The implementation is a bit more difficult and tricky.  Distance plays a key role in this algorithm but whereas the human eye can take in the entire plot at one go and can distinguish the center of each cluster intuitively, the computer must calculate each point one at a time.  This leads to two problems:  1) how to numerically calculate distances between points and 2) how to find the centers of the cluster from which these distances are measured.  Let’s deal with each of these.

The fact that the units for the x-axis are different from those on the y-axis can lead to some problems identifying the clusters – for both the human and the machine.  Consider the following plot of the same data but with the x- and y-axes given the same extent from 50 to 200 in their respective units:

It isn’t at all clear that there are three distinct clusters as opposed to two.  A better approach is to normalize the data in some fashion.  I prefer using the Z-score where the data are normalized according to

\[ Z_x = \frac{ x – <x>}{\sigma_x} \; , \]

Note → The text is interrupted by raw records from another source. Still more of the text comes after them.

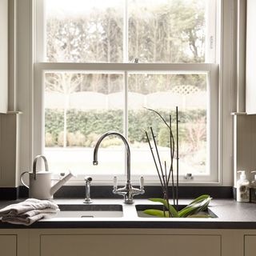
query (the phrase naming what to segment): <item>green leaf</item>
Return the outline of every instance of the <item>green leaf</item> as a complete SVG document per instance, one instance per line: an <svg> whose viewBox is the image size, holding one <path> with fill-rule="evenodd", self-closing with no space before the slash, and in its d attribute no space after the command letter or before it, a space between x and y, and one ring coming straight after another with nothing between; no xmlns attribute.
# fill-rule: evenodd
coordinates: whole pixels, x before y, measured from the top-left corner
<svg viewBox="0 0 256 256"><path fill-rule="evenodd" d="M190 203L190 205L191 205L192 203L194 203L198 201L201 201L202 199L207 199L210 198L210 195L209 194L202 194L202 195L200 195L200 197L198 198L196 198L195 199L194 199Z"/></svg>
<svg viewBox="0 0 256 256"><path fill-rule="evenodd" d="M161 218L165 218L166 216L169 216L168 211L166 212L166 215L164 214L164 212L161 210L155 210L155 209L147 209L143 210L144 214L150 214L150 215L154 215L154 216L158 216Z"/></svg>
<svg viewBox="0 0 256 256"><path fill-rule="evenodd" d="M158 202L162 203L167 210L170 210L170 214L171 217L173 218L178 218L178 213L175 210L175 208L167 202L167 200L162 199L162 198L150 198L149 200L152 202Z"/></svg>
<svg viewBox="0 0 256 256"><path fill-rule="evenodd" d="M213 218L210 214L193 214L193 215L189 215L187 218Z"/></svg>
<svg viewBox="0 0 256 256"><path fill-rule="evenodd" d="M181 218L186 218L189 215L203 211L208 207L210 200L211 198L207 198L206 199L199 199L194 203L190 203L178 212L178 216Z"/></svg>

where $<x>$ is the mean over all the values and $\sigma_x$ is the corresponding standard deviation.  Applying the normalization to the height and the weight gives

Once the data are normalized, the distance between them is determined by the usual Euclidean norm.

The second step is to determine the centers of each cluster, which is essentially a chicken-and-the-egg problem.  On one hand, one needs the centers to determine which point belongs to which cluster.  On the other hand, one needs to have the points clustered in order to find their center.  The K-means approach is to guess the centers and then to iterate to find a self-consistent solution.

I implemented the K-means clustering code in a Jupyter notebook using Python 2.7 and numpy.  I defined 2 helper functions.

The first one determined the cluster into which each point was classified based on the current guess of the centers.  It loops are all points and compares each point’s distance from the k centers.  The point belongs to the closest center and the point is assigned the id number closest center in a list, which is returned.

def find_cluster(curr_means,data):
    num_pts      = len(data)
    k            = len(curr_means)
    cluster_list = np.zeros(num_pts,dtype=int)
    dist         = np.zeros(k)
    for i in range(num_pts):
        for m in range(k):
            l       = data[i] - curr_means[m]
            dist[m] = l.dot(l)
        cluster_list[i] = np.argmin(dist)
    return cluster_list 

The second helper function updates the position of the centers by selecting from the list of all points, those that belong to the current cluster.  This function depends heavily on the slicing and numerical functions built into numpy.

def update_means(k,cluster_list,curr_data):
    updated_means = np.zeros((k,2))
    for i in range(k):
        clustered_data     = curr_data[np.where(cluster_list == i)]
        updated_means[i,:] = np.array([np.mean(clustered_data[:,0]),np.mean(clustered_data[:,1])])
    return updated_means  

For this implementation, I chose 3 clusters (k = 3) and I seeded the guess for the centers by randomly selecting from the list of the initial points.  Subsequent updates moved the centers off the tabulated points.  The update process was iterated until no changes were observed in the position of the cluster centers.  The final cluster assignments were then used to color code the points based on the cluster to which they belong.

The first run of the algorithm was successful with the resulting plot indicating that the process had done a good job of identifying the clusters similar to the way the human eye would.

Subsequent runs show that about 70-80% of the time, the algorithm correctly identifies the clusters.  The other 20-30% of the time, the algorithm gets ‘stuck’ and misidentifies the points in way that tends to split the small cluster in the bottom left into two pieces (although not always in the same way).

The ‘++’ nomenclature featured in McCaffrey’s article (K++-means clustering) refers to a more sophisticated way of selecting the initial cluster centers that minimizes the chances that the algorithm will get confused.    This new type of seed and some numerical experiments with a larger data set (in both number of points and dimensionality) will be the subject of next month’s column.